Governor Mbugua noted that, currently, there were 100 licensed fishing boats, 400 licensed fishermen and 500 approved fishing nets, underscoring the magnitude of fishing activities that were going on at Kenya’s second largest fresh water lake.

Chinese to establish multimillion shilling crayfish factory in Naivasha – Governor Mbugua

Wednesday, November, 4 2015
Nakuru County Governor Kinuthia Mbugua has announced plans to allow Chinese investors to establish a crayfish processing factory in Naivasha valued at over KSh. 900 million.
According to Governor Mbugua, the factory will be used solely to process and package crayfish for export and, in turn, the investment is supposed to create jobs for thousands of unemployed youths in the town.
“They (Chinese) told me that they want to process crayfish for export. We Kenyans are not fond of crayfish, so I told them that they could farm crayfish, harvest and export so long as their investment will create jobs for our people,” he said, to which the crowd laughed and cheered.

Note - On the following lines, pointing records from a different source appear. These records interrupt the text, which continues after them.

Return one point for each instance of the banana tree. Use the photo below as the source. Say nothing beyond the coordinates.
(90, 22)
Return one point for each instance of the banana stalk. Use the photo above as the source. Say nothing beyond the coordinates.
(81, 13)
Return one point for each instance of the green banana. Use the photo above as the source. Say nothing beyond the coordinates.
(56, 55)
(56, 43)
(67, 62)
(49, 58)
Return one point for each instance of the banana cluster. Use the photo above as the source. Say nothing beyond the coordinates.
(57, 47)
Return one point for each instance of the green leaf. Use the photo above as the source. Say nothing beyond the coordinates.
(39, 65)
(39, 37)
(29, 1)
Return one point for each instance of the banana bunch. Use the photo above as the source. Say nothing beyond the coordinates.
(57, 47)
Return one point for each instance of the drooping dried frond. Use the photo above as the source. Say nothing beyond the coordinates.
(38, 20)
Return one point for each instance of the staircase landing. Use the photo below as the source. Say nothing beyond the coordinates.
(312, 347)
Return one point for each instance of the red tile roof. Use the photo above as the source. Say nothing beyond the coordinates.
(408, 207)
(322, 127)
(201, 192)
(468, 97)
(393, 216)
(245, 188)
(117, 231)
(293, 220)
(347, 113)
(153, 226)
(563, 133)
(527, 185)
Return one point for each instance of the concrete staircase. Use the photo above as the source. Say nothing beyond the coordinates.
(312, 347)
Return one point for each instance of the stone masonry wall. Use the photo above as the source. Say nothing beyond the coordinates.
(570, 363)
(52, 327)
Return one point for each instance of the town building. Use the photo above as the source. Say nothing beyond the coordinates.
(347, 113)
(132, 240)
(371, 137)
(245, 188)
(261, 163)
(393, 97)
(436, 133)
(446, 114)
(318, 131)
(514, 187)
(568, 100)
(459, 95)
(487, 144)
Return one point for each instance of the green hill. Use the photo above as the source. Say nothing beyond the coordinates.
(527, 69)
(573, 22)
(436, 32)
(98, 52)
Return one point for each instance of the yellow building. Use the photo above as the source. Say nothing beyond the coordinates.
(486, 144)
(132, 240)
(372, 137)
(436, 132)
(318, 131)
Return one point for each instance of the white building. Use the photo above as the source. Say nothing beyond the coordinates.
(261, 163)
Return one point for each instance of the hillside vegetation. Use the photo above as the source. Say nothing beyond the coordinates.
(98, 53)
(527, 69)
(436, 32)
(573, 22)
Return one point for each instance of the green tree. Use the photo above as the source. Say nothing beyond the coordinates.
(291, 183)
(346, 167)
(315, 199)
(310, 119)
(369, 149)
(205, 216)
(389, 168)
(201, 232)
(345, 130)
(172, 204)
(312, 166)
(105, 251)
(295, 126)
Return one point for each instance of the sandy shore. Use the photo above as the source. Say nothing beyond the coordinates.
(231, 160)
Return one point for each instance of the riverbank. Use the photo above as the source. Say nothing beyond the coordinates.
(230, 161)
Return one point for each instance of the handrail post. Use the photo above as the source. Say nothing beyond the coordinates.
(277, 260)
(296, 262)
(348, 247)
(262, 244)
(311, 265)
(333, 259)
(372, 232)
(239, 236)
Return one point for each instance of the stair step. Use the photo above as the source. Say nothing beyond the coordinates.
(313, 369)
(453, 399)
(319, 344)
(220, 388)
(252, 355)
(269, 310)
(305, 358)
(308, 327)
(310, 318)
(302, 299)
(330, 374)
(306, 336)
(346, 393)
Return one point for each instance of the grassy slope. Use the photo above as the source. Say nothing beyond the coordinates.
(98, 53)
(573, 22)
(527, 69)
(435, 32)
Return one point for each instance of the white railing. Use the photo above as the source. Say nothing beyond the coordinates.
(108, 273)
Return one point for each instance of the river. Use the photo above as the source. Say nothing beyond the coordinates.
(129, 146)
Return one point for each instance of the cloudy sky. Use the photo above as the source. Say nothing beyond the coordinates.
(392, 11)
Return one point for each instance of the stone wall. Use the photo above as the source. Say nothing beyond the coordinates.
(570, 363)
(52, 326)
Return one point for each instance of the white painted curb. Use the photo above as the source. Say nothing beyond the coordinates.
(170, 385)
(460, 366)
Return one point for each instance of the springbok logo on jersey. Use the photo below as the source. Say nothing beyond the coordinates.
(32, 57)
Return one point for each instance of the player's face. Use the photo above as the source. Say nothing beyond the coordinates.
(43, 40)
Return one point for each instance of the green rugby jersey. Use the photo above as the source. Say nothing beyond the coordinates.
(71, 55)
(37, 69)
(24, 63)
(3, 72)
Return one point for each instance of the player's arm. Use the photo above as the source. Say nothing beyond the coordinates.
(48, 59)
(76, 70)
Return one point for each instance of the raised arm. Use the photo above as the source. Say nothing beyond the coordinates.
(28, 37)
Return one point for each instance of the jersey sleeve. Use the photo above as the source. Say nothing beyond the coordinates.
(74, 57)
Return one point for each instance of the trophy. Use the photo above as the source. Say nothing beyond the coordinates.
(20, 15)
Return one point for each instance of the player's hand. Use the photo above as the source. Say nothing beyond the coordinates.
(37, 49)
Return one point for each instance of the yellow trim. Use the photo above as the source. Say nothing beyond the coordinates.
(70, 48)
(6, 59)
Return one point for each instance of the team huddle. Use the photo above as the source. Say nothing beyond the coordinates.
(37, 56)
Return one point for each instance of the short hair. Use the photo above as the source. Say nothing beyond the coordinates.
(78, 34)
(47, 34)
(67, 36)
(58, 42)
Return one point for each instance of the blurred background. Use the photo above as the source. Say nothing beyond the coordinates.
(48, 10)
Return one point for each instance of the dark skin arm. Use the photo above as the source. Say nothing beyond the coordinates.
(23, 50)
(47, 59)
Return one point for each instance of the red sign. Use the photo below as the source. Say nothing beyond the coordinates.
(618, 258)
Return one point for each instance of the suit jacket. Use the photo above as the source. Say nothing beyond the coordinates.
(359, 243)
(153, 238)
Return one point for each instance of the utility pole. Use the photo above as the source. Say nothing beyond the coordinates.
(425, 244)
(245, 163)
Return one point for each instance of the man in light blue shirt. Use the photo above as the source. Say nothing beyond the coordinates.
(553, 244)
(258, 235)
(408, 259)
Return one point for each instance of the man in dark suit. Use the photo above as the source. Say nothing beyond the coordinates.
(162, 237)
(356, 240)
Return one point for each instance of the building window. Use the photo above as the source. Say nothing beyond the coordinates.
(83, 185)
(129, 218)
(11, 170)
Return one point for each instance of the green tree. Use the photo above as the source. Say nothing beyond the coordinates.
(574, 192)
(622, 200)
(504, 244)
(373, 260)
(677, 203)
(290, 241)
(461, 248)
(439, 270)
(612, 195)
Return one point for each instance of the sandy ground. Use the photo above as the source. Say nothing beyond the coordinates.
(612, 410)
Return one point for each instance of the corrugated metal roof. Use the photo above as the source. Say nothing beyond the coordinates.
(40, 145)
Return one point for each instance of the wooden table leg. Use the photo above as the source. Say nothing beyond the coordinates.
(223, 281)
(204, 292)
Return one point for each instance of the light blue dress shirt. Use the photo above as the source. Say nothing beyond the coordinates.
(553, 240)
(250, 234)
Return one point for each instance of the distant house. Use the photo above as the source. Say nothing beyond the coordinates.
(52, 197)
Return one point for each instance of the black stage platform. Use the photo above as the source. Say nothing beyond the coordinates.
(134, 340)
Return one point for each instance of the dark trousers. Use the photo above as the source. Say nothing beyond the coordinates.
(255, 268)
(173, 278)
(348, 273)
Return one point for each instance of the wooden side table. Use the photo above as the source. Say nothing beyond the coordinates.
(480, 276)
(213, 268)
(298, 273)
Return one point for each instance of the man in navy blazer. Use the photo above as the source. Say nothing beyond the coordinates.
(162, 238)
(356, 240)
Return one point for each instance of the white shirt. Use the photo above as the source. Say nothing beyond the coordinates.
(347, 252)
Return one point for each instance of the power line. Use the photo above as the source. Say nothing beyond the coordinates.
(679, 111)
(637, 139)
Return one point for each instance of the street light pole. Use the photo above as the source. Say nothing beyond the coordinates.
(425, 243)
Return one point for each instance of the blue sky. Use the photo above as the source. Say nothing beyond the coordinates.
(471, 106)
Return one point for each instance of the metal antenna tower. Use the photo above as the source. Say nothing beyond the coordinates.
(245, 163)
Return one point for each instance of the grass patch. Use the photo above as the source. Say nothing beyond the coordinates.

The governor made the announcement during a ceremony to commission four patrol boats donated by the county government to guard against illegal fishing in Lake Naivasha at Karagita beach on November 4, 2015.
The investors are keen to start operations and were on hand to distribute 40 specialized crayfish fishing nets with each of the four Beach Management Units – Central, Kamere, Karagita and Tarambete – getting 10 nets each.
Even as this was going on, however, disquiet was raised from certain quarters regarding the manner in which the Chinese were going about their proposed business, specifically whether due process was being followed.
Imarisha Naivasha Chief Executive Officer, Kamau Mbogo, expressed dismay that even as the Chinese seemed to be in top gear to launch their operations, they had managed to overlook certain important aspects such as an environmental impact assessment.
“The investors have not done and environmental impact assessment to evaluate the impact of mass introduction of crayfish into the lake. Has a feasibility study been conducted to establish the viability of the investment and the ecological risk involved?” he posed.
Silas Wanjala, an environmental researcher working in Lake Naivasha, reiterated that more research was needed to ascertain the viability of mass introduction of crayfish.
“Research has shown that crayfish feed on vital plant life that inhabits the floor of the lake. If crayfish population rises drastically, then this plant life will be decimated irredeemably,” he said.
As things stand, however, it is all systems go for the investors after the governor gave the project a clean bill of health, noting that they would build schools and hospitals for the local population as part of their corporate social responsibility efforts.
Whether or not the disquiet emanating from the scientific community regarding the project will be taken into consideration remains to be seen.